The Apostle Paul, in giving his protogé Titus instructions for choosing Elders for the young church on the debauched island of Crete, writes, “He (the Elder or Overseer) must hold firm to the trustworthy word as taught, so that he may be able to give instruction in sound doctrine AND also rebuke those who contradict it” (Titus 1:9). Paul believed the preachers of the Cretan Church (and all preachers who follow the New Testament example) should preach both affirmations and denials. Sadly, our sinful hearts need more than the open statement of the truth; we also need the open exposure of theological and moral error.

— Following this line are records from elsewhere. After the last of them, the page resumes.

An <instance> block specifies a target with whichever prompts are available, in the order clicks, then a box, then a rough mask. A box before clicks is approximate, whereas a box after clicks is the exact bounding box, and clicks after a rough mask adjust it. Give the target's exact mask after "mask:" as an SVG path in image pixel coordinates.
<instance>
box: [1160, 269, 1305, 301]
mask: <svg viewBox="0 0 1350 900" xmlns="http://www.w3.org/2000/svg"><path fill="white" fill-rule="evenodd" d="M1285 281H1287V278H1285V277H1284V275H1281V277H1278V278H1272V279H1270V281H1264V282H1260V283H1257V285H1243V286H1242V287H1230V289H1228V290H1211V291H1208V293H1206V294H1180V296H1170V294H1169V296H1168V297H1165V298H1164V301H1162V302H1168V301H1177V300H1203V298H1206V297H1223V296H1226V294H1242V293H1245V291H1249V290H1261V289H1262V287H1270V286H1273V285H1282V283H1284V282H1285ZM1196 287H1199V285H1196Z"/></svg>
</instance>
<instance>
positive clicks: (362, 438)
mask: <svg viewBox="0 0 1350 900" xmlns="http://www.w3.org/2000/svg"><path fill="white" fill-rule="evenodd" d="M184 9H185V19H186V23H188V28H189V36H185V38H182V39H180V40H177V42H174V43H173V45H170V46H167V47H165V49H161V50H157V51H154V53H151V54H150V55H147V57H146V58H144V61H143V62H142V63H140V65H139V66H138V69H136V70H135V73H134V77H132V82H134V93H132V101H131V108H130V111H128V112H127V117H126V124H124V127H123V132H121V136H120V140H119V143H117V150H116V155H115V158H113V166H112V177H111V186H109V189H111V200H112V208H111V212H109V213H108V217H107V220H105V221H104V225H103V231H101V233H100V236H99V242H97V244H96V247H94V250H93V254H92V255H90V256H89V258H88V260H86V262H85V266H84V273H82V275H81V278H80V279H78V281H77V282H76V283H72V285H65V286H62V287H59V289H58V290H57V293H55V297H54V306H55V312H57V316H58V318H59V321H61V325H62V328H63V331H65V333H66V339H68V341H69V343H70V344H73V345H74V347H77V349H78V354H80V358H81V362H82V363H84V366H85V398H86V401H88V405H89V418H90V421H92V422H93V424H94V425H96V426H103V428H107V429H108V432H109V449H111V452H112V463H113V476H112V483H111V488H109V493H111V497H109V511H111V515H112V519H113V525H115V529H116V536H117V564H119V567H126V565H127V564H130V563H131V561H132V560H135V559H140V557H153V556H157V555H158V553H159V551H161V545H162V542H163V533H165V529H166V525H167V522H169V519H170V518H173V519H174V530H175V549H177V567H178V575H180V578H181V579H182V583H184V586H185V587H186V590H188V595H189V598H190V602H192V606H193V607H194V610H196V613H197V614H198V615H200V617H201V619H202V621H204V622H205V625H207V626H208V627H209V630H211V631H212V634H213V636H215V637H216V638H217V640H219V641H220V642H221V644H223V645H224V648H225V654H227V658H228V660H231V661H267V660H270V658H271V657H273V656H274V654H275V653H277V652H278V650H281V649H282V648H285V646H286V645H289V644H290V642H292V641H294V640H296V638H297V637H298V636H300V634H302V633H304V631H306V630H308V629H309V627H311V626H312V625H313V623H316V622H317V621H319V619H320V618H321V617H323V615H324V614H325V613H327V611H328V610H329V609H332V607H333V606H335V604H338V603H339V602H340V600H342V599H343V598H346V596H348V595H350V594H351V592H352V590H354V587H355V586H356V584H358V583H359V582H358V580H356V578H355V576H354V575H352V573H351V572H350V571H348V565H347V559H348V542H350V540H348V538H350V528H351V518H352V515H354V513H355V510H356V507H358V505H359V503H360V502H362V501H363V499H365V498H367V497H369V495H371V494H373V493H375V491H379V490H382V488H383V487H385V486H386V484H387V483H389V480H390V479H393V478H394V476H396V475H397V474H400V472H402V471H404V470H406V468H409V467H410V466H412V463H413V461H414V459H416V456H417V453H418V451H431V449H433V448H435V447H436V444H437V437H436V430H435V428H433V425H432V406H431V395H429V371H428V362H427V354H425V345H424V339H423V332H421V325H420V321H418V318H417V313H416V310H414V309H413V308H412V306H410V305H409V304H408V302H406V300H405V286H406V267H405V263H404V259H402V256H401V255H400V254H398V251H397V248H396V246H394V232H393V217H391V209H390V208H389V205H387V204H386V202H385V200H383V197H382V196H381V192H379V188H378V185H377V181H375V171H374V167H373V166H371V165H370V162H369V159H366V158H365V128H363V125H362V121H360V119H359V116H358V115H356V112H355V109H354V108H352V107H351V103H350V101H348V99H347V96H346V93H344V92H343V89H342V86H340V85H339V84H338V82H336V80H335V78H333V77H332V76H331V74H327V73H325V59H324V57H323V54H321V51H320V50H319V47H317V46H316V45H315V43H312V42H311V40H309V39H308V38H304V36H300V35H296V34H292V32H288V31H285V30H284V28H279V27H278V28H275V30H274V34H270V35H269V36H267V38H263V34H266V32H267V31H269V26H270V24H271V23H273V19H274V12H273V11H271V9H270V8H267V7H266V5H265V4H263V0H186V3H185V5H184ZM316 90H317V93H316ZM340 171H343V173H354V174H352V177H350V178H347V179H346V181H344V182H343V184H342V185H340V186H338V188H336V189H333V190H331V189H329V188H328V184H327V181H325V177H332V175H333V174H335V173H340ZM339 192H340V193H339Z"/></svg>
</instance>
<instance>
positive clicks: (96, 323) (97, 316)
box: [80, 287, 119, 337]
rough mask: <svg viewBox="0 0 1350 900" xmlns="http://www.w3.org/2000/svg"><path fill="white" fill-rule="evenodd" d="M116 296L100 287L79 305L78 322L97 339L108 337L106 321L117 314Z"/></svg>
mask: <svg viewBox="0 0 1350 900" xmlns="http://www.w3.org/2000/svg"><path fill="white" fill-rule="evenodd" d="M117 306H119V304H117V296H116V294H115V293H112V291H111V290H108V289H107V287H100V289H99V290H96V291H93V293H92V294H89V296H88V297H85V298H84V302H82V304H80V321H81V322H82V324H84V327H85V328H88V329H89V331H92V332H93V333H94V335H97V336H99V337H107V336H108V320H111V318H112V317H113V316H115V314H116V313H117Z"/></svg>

That brings us to something called the Equality Act. The moral errors contained within the Equality Act contradict sound doctrine and need a solid and firm biblical rebuke. It contains within its pages a counter-gospel that defines liberation at odds with God’s created order. The Equality Act, which passed the house Friday, is legislation that “would reopen the Civil Rights Act of 1964 to redefine ‘sex’ to include ‘sexual orientation and gender identity’ as a federally protected classes.” If this bill were to become law the effect would be to “curtail religious freedom protections, hinder the work of healthcare professionals and faith-based hospitals, undermine civil rights protections for women and girls, and ultimately steamroll the consciences of millions of Americans.”
Preachers who follow Jesus’s pattern for ministry will want to lift their voices in opposition to such legislation—not because we are called to get “political” in the sense of everyday punditry, but because the Equality Act denies the biblical truth that people were created in two, distinct God-given genders and created for one another in their sexual complementarity. It denies the sinfulness of so much sexual perversion and calls what the Bible says is lawless, lawful.
The Equality Act encourages our courts and our entire culture to approve of sins for which the wrath of God is coming upon the world. By calling evil good, it blinds us to our need for the cross to redeem us from our sexual sin (not to mention the sin of lying about some of the most obvious truths in the world). By steamrolling Christian consciences, this act is likely to stifle the peaceful and quiet lives that God desires for Christians to live as they give their loving witness to the gospel (1 Tim. 2:2).
As every gender-confused man will now have access to locker rooms full of young women, it enables the likelihood of abuse. It creates inequalities by forcing biological females to compete against biological males in athletic competition. It creates a high probability that teachers and doctors will be fired and gradually increases the likelihood that preachers will have their speech monitored. It is absolutely certain that if the Equality Act passes, our God will be offended by this great evil.
We should preach Jesus to this generation that is so morally confused that they do not know their right hand from their left (they also do not know the difference between a boy and a girl). But, in addition to preaching Jesus, we should preach against every lie that would distort his truth. Such is a glorious challenge the preacher is tasked with. We should do this with great hope. Evangelical preachers, missionaries, and citizens have a long track record of blessing the nations with their testimony for the truth.
The early Church saw abortion outlawed. William Carey saw the practice of widow burning ended. William Wilberforce saw the slave trade mightily opposed. American Christians, and especially its preachers, should speak out against this deceptive injustice so that more people might be pressed to know the grace of the Lord Jesus Christ.
Ryan Fullerton is the pastor of Immanuel Baptist Church in Louisville, Kentucky. This article is from the Henry Institute at the Southern Baptist Theological Seminary.